The topic I am consuming data is distributed in 3 brokers and 18 partitions. Each broker is the leader for 6 partitions. How can I list the leader of each partition on my Python application? (I am using confluent kafka library).
I need to do this because I have 3 different apps, one per broker and I want them to programmatically check and consume data from all partitions that the broker is the leader.
Currently I have hardcoded the partitions on each broker, but I want to change this so that in case a broker goes down, I will commence consuming those partitions from the other two brokers.
Ideally I would like to exted the following code to include the leader for each topic:
metadata = consumer.list_topics(topic, timeout=10)

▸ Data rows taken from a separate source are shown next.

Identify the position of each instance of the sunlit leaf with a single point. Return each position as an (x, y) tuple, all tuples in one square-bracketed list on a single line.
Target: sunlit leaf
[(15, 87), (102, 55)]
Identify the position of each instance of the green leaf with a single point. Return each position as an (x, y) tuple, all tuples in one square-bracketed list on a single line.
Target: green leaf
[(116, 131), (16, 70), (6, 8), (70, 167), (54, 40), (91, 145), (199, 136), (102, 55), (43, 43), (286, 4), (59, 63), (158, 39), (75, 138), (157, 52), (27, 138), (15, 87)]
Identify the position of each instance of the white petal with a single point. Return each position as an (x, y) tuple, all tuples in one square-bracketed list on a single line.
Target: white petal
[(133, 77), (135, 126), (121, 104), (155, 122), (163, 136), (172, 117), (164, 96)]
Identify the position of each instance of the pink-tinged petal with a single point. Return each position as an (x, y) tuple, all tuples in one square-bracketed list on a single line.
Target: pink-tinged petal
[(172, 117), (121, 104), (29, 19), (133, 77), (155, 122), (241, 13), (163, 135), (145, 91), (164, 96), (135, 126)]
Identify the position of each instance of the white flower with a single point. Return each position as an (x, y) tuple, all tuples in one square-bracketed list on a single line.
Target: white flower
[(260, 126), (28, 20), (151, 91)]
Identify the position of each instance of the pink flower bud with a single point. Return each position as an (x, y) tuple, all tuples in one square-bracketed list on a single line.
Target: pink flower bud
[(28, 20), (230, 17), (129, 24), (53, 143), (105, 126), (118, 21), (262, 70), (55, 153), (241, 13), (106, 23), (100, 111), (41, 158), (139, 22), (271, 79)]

if metadata.topics[topic].error is not None:
raise confluent_kafka.KafkaException(metadata.topics[topic].error)
partitions = [TopicPartition(topic, p) for p in metadata.topics[topic].partitions]
committed = consumer.committed(partitions, timeout=10)
for partition in committed:
# Get the partitions low and high watermark offsets.
(lo, hi) = consumer.get_watermark_offsets(partition, timeout=10, cached=False)
if partition.offset == confluent_kafka.OFFSET_INVALID:
offset = "-"
else:
offset = "%d" % (partition.offset)
if hi < 0:
lag = "no hwmark" # Unlikely
elif partition.offset < 0:
# No committed offset, show total message count as lag.
# The actual message count may be lower due to compaction
# and record deletions.
lag = "%d" % (hi - lo)
else:
lag = "%d" % (hi - partition.offset)
print("%-50s %9s %9s" % (
"{} [{}]".format(partition.topic, partition.partition), offset, lag))
EDIT:
Following code from How to describe a topic using kafka client in Python
I added the following:
adminClient = AdminClient({
'bootstrap.servers': 'my_server'
})
fs = adminClient.describe_configs([ConfigResource(confluent_kafka.admin.RESOURCE_TOPIC, "bets")],
request_timeout=100)
topic_configResource = adminClient.describe_configs([ConfigResource(confluent_kafka.admin.RESOURCE_TOPIC, "bets")])
for j in concurrent.futures.as_completed(iter(topic_configResource.values())):
config_response = j.result(timeout=100)
Which throws timeout exception
Breaking down the code in order to try to debug, if I only run
fs = adminClient.describe_configs([ConfigResource(confluent_kafka.admin.RESOURCE_TOPIC, "bets")],
request_timeout=100)
fs
I get the following:
{ConfigResource(ResourceType.TOPIC,bets): <Future at 0x27f882fb100 state=running>}
After the requiest timeout I have set, I get the following:
{ConfigResource(ResourceType.TOPIC,bets): <Future at 0x27f882fb100 state=finished raised KafkaException>}
On a side note, using Conduktor provides ISR and leader information per briker, therefore those informations are available on the cluster.